// the find
apache/polaris
Apache Polaris, the interoperable, open source catalog for Apache Iceberg
Apache Polaris is an open-source Iceberg REST catalog — the metadata layer that lets Spark, Flink, Trino, and other engines read and write the same Iceberg tables without vendor lock-in. It was donated to Apache by Snowflake and is the reference implementation of the Iceberg REST catalog spec. Target audience is platform/data engineering teams building or migrating to a lakehouse architecture who don't want to depend on a managed catalog from a cloud vendor.
Implements the Iceberg REST catalog spec faithfully, so any compliant engine connects without custom plugins. The extension points for authorization (OPA and Ranger are both included) are real interfaces, not bolted-on afterthoughts — the OPA integration ships with a JSON schema for the policy input, which saves hours of guessing. Quarkus as the runtime means fast startup and a sane configuration model via application.properties, and the Docker/Helm packaging is actually production-grade rather than a demo afterthought. The catalog federation extensions (Hive Metastore, Hadoop, BigQuery) mean you can bridge legacy catalogs without a full migration.

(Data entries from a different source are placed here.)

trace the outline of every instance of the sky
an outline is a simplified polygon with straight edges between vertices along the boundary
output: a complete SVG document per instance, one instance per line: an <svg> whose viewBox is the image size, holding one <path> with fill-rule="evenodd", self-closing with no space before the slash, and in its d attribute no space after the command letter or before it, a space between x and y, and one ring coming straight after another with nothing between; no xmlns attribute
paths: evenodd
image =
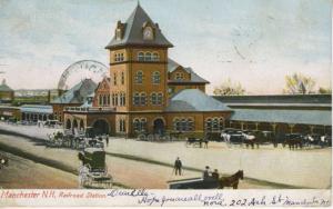
<svg viewBox="0 0 333 209"><path fill-rule="evenodd" d="M104 49L138 0L0 0L0 79L13 89L57 88L84 59L108 66ZM282 93L300 72L331 88L331 0L140 0L174 44L170 58L249 94ZM81 74L77 74L78 78Z"/></svg>

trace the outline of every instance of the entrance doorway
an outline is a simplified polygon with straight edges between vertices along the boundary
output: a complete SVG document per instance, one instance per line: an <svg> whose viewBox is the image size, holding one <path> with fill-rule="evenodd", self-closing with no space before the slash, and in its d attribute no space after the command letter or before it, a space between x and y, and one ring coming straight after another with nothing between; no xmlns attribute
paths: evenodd
<svg viewBox="0 0 333 209"><path fill-rule="evenodd" d="M164 121L161 118L154 120L153 131L154 133L159 133L159 135L164 133Z"/></svg>
<svg viewBox="0 0 333 209"><path fill-rule="evenodd" d="M92 125L94 135L109 135L109 123L105 120L99 119Z"/></svg>

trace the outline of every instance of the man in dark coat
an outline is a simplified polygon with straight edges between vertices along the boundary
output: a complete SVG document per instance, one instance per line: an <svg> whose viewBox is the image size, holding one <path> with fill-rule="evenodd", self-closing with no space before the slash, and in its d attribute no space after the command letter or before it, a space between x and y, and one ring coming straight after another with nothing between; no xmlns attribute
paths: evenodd
<svg viewBox="0 0 333 209"><path fill-rule="evenodd" d="M179 159L179 157L174 161L174 172L175 172L175 176L176 175L179 175L179 176L182 175L182 161Z"/></svg>
<svg viewBox="0 0 333 209"><path fill-rule="evenodd" d="M218 169L214 169L214 172L212 172L212 178L219 180L220 175L219 175Z"/></svg>
<svg viewBox="0 0 333 209"><path fill-rule="evenodd" d="M205 167L205 170L203 171L203 173L202 173L203 176L203 180L208 180L211 176L211 170L210 170L210 167L209 166L206 166Z"/></svg>

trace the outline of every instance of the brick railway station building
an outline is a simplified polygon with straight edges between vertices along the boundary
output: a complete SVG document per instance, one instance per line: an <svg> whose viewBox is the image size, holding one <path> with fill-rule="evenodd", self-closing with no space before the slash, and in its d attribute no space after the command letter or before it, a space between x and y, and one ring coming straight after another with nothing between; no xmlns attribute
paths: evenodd
<svg viewBox="0 0 333 209"><path fill-rule="evenodd" d="M127 137L141 131L219 132L226 127L331 135L330 94L210 97L209 81L169 58L172 47L138 4L125 22L117 22L105 47L110 78L81 107L61 109L64 128L94 127Z"/></svg>

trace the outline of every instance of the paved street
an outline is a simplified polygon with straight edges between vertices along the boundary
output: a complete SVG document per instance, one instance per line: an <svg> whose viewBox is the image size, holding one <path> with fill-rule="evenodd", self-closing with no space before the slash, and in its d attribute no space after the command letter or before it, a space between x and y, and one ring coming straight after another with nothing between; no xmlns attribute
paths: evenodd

Persistence story is limited: the only production-ready backend is JDBC, meaning you're running a relational DB to store table metadata — fine, but there's no native pluggable key-value or object-store backend for teams that want to avoid another stateful service. The Python client is fully code-generated from OpenAPI, which means the ergonomics are mechanical and the CLI feels like a thin wrapper around HTTP calls rather than something you'd actually want to use day-to-day. Integration tests require Docker and are slow enough that the CI explicitly offers a flag to skip them, which is a sign that the local dev loop is painful. The project is young (donated to Apache in 2024) and the API surface, especially around policy management, has been shifting — check the CHANGELOG before committing to a version.